Ils entrèrent dans l'établissement et se dirigèrent vers la tenancière.
Cette dernière les observa arriver avec un air ahuri. D'autres clients, assis dans le petit salon, dévisagèrent ces trois compères d'infortunes : une grande femme, aussi robuste qu'une armoire normande et vêtue tel un homme, tenait serré dans ses bras un jeune homme blond vêtu de soie bleu ciel et vert tendre, et suivie par un homme chauve, au manteau à revers si hauts qu'on ne distinguait que ses yeux.
— Mademoiselle..., chuchota Tibère. Nous sommes observés, faites-moi descendre, je vous en supplie.
— Vous êtes blessé.
— Faites-moi descendre !
A contrecœur, elle le reposa doucement au sol.
— Prenez garde à...
— Laissez-moi ! coupa-t-il d'une voix soudain suraiguë.
— Faites appeler Monsieur Fourchet..., demanda le cochet, qui en avait soupé de cette histoire.
L'aubergiste ouvrit la bouche pour leur demander de patienter dehors mais reconnu finalement Isaure d'Haubersart. Elle se ravisa et haussa les épaules en montant les escaliers. Les nobles avaient de telles lubies étranges !
Ils s'autorisèrent de prendre une table au milieu des autres clients et se jetèrent sur les fauteuils, fourbus.
— Servez-nous un rhum ! ordonna Isaure d'une grosse voix au garçon de la maison.
Ce dernier sans fut sans répondre derrière le comptoir.
Leur attitude, si cavalière et grossière, provoqua une désertion du lieu. En à peine deux minutes, ils étaient seuls.
La tenancière revint, accompagnée par Fourchet. Elle fronça des sourcils en voyant les chaises vides et les tables encore garnies de boissons chaudes et de biscuits mais ravala sa salive et retourna derrière son comptoir.
Le détective vint à eux, de sa démarche souple et élastique, son visage n'affichait aucune animosité ou rien qui puisse présager qu'il ne s'attendait pas à les voir arriver.
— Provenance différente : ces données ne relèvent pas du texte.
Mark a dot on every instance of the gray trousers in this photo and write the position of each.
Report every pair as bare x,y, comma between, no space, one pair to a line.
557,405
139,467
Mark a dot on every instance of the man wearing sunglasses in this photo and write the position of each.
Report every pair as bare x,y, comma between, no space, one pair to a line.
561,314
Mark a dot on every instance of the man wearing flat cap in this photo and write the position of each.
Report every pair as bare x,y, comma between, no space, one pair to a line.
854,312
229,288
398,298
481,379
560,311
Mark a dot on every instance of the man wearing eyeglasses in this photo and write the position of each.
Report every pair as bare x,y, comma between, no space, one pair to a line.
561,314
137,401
L'image d'une sauterelle sur deux pattes revint à la mémoire de Tibère. Il chipa sur une soucoupe un gâteau abandonné ainsi qu'une théière encore chaude.
— Monsieur Petremand de Frosnier, fit Fourchet en s'inclinant devant lui. Je me présente de nouveau à vous, je suis Louis Fourchet, détective et obligé de votre oncle. Ce dernier m'a chargé de vous retrouver et je suis certain qu'il sera heureux de vous voir. J'espère que vous me suivrez calmement et sans opposition.
— Changement de plan, Monsieur Fourchet, déclara Isaure d'un ton ferme. Monsieur Petremand de Frosnier restera avec moi.
Fourchet cligna des yeux et tourna vers son cochet un air interrogateur. Ce dernier haussa des épaules sans un mot.
— Ce n'était point ce que nous avions prévu... Il me semblait, Madame la Comtesse, que votre inclinaison allait plutôt vers une récupération en bonne et due forme par les membres de sa famille.
— C'était avant de me faire attaquer par une bande de malfrats qui attendaient en embuscade de nous abattre. Nous avons échappé de justesse à des hommes armés et montés à cheval... sur notre route pour venir ici. C'est plutôt vous, Fourchet, qui n'avez point respecté votre parole.
Un second regard fut adressé au cochet. Ce dernier hocha la tête à l'affirmative, tandis que Tibère croquait dans son biscuit.
Le jeune garçon de l'établissement fit son apparition, portant sur un plateau une bouteille de rhum scellée par un cachet de cire ainsi que quatre timbales de fer blanc. Il les posa précautionneusement, c'était là le meilleur alcool de la maison. Sa mère avait pris soin de la choisir, afin de facturer à la Comtesse de Bréhémont le désagrément provoqué par son arrivée et le départ précoce de ses hôtes.
Isaure ouvrit la bouteille et servit au cochet et à elle-même une généreuse rasade du liquide ambré. Quelques gouttes tombèrent sur la table, faisant briller le bois. Une douce odeur remonta à leurs narines.
— C'est vrai, annonça le cochet après avoir vidé cul-sec sa timbale. On a été pris en chasse par quatre cavaliers et on a été canardés. J'ai dû faire usage de mon fusil. Il y a deux blessés. C'était pas des hommes du métier, sinon, on aurait été refroidis dès le début... mais ils attendaient notre passage.
— Avez-vous prévenu l'oncle de Tér... de ce jeune homme que vous l'aviez retrouvé ? questionna Isaure, après avoir vidé son verre à son tour.
Fourchet hocha lentement la tête.
— Je suis navré, dit-il à l'homme chauve. J'ignorai que cela allait se produire ainsi. J'ai pensé faire au mieux pour mon client et je n'aurai point imaginé qu'il puisse prendre une telle initiative.
Tibère réalisa que ses excuses allaient d'abord à son homme de main.
— Vous avez participé à une tentative de meurtre ! balança-t-il. Vous ignorez tout de ce dont mon oncle est capable.
— Effectivement, repris Isaure. J'ai également manqué de mourir. Votre client a manqué de me tuer moi, une comtesse dont le titre a été donné par l'Empereur lui-même !
Fourchet saisi la bouteille et se servit lui-même un fond de rhum. Il déclara en fronçant les sourcils :
— Je n'ai fait que suivre les demandes de mon client. Je ne suis point responsable de ses agissements. Mon travail est de ramener son neveu auprès de lui et je me dois de le faire afin de garantir le financement de mes services.
— Combien dois-je vous payer, pour que vous me laissiez repartir ? questionna Tibère avec un air de défis.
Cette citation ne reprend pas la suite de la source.